As far as tank mates there's a plethora of choices. It all depends on whether your parameters and temperatures are compatible to their needs and how heavily planted your tank.


----------



## CoalTheCat (Jul 23, 2017)

Thank you! I'll definitely have to check that out.


----------



## RussellTheShihTzu (Mar 19, 2013)

I buy all of my fish from Rachel. Whether you do or not her list of the needs of various Nano/Micro species is invaluable:


Freshwater Fish - Invertebrates by Msjinkzd

Rachel also has a YouTube channel.


----------



## CoalTheCat (Jul 23, 2017)

That's really helpful! I talked to some people at my LFS and they have been really awesome on providing tips on how to take care of the tank and some fish that could be compatible with bettas in such a small tank.


----------



## RussellTheShihTzu (Mar 19, 2013)

Not all at once but I've had in my 10 gallons: Celestial Pearl Danio, Ember Tetra, several Rasbora species, Habrosus Cory. If your shoals are mid-tank and bottom dwellers you can have more. I've also had male Fancy Guppies, Endlers Livebearers and male Dwarf Moscow Guppies.


----------



## ryry2012 (Mar 31, 2015)

Although there is no betta in it, I have a nano fish tank with CPD (Celestial Pearl Danio) and Chili Rasbora. My favorite is CPD because I can see them swimming. My Chili's are always staying behind the Java Moss ledge. Feeding time is the almost only times I see these red cuties. I don't mind as long as they are happy and healthy though. 

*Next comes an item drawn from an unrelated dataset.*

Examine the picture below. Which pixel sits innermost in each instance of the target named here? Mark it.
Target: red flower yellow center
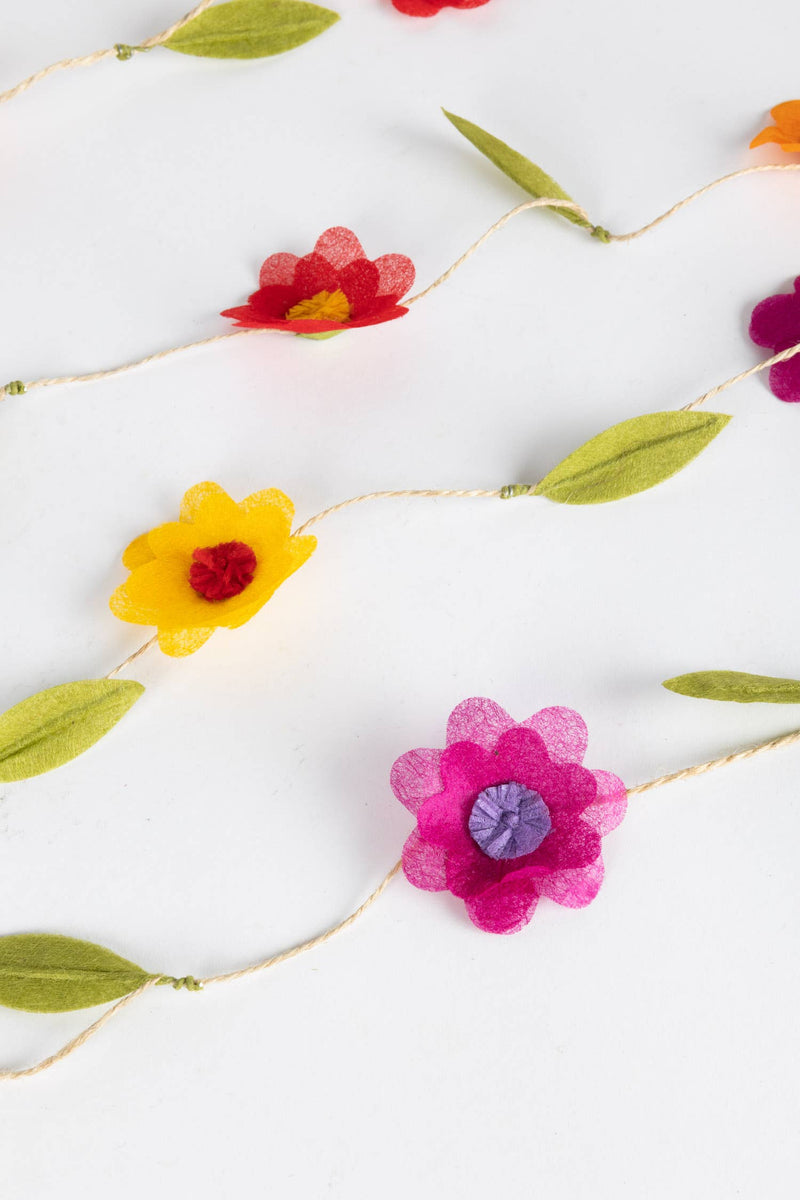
(323, 306)
(222, 571)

You are lucky. Helpful AND knowledgeable LFS people are hard to have


----------



## CoalTheCat (Jul 23, 2017)

I'm especially interested in adding Endlers into the tank since they seem really neat. Do you have any tips or suggestions about keeping them with Bettas?


----------



## RussellTheShihTzu (Mar 19, 2013)

All Betta-based community tanks should be heavily planted with either live or silk plants. This means you can't see your Betta by just glancing at the tank.


----------



## CoalTheCat (Jul 23, 2017)

Thanks! I was already planning on adding a lot of silk plants to the tank and even possibly trying to have a few live plants like java fern.


----------